Carrying out color value trend judgment on image data of a plurality of angles on the surface of the copper flat wire, and extracting abnormal points which do not accord with the color value trend;
And confirming whether the surface of the copper flat wire has characterization defects according to the occupation size of the abnormal point positions.
Further, the packet stacking rate monitoring module is configured to perform the following steps:
Acquiring image data of a copper flat wire wrapped by a polyimide film in a wrapping process;
Preprocessing image data, including image denoising, contrast enhancement and distortion correction;
Inputting the preprocessed image data into a pre-trained semantic segmentation model, and classifying the polyimide film and the copper flat wire in the image to obtain a segmentation mask of the polyimide film and the copper flat wire;
Extracting the width of the polyimide film through a segmentation mask of the polyimide film;
and calculating the wrapping rate of the polyimide film by the width of the overlapping area of the polyimide film on the copper flat line and the width of the polyimide film.
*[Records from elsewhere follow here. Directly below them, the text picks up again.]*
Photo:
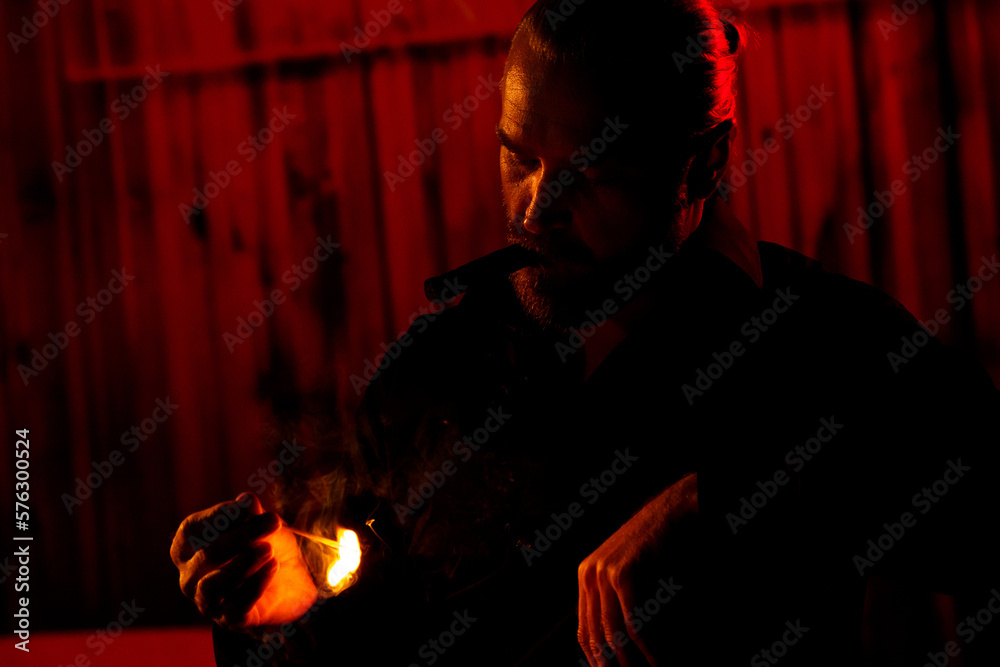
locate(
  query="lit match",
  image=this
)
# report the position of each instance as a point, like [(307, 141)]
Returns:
[(347, 560)]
Further, the training step of the semantic segmentation model includes:
acquiring an image data set of a polyimide film and a copper flat wire in a wrapping process, and carrying out pixel data annotation on the polyimide film and the copper flat wire in the image;
The method comprises the steps of constructing a semantic segmentation model, wherein the semantic segmentation model comprises an encoder and a decoder, the encoder performs downsampling and feature extraction on an input image, reduces the spatial resolution of a feature map and increases the channel number of the feature map through convolution operation and pooling operation, and captures semantic information of the image;
The decoder carries out up-sampling and semantic segmentation on the features extracted by the encoder, restores the spatial resolution of the feature map through deconvolution layers and jump connection, and maps the semantic information extracted by the encoder to a segmentation result of a pixel level;
Inputting the image data set marked by the pixel data into a semantic segmentation model for training, taking a cross entropy loss function as an optimization target, and iteratively updating model parameters through a random gradient descent algorithm.
Further, the convolution operation is formulated as follows:
;
Wherein, Is an input image; For inputting images In the first placeOutputting the characteristics of the layers; Is connected to Layer and the firstA weight matrix of a kth convolution kernel of the layer; For inputting images In the first placeOutputting the characteristics of the layers; Is the first Bias of the layer; is an activation function; Is the number of convolution kernels.
Further, the sintering temperature control and the annealing cooling temperature control are respectively performed through a preset sintering working temperature and a preset annealing cooling temperature and corresponding preset time.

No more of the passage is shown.